1)Não liguem! A menos que você seja uma garota convicta - se você for aquela garota romântica que sonha com o príncipe encantado, como eu era, espera: se ele te ligar, vale a pena, se não... Deixa prá lá, semana que vem você já se apaixonou denovo por outro ainda mais gatinho! - Mas não esquece de dar seu número pra ele... ;D
2)Não se renda de primeira. Se vc demonstrar que é apaixonadinha por ele logo na primeira conversa e ele não for um cara legal, acredite: ele pode te fazer sofrer. Mas se ele for um carinha bacana, não vai desistir na primeira, né?! Então, amiga, aproveitaa! Porque, muito provavelmente, uma coisa bacana entre vcs vai acontecer. DETALHE: não tenham medo de sofrer ou de fazer alguma coisa errada; sempre haverão desamores na nossa vida, e o melhor é aproveitar enquanto é tempo. Se vc souber seu limite, as coisas que dão errado raramente serão difíceis de serem superadas ou contornadas.

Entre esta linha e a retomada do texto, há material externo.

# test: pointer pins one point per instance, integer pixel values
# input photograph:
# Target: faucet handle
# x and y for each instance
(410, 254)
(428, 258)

3)Aceite que, se não aconteceu, é porque não era para ser. E leve isso na boa, porque vc ainda vai jurar de pés juntos umas trinta outras vezes na vida, que ele é o amor que vc sempre procurou...
Manual das garotas malvadas
Agora, se vc é como eu, amante da vida bandida, "yo-ho, amigos, bebei!". Também há regras. A primeira delas? Não se apaixone por mais do que uma noite. Aliás, de preferência, não se apaixone nunca! Caia fora quando ele disser que te ama, nunca dê o número certo do seu telefone, diga que vai ao banheiro quando ele te propor uma saída amanhã e não volte! Dê as costas ao cara que te cobra por onde vc esteve: esse certamente é o terror das bandidas! E, salvo em pouquíssimas ocasiões, deixe ele pensar que é o cara. Ah! E se ele realmente for o cara, seja confiante: vc pode fazê-lo cair no seu jogo mais fácil do que ele pensa; e quando isso acontecer, caia fora! Ou ele vai fazer de tudo para te tirar do mercado bandido!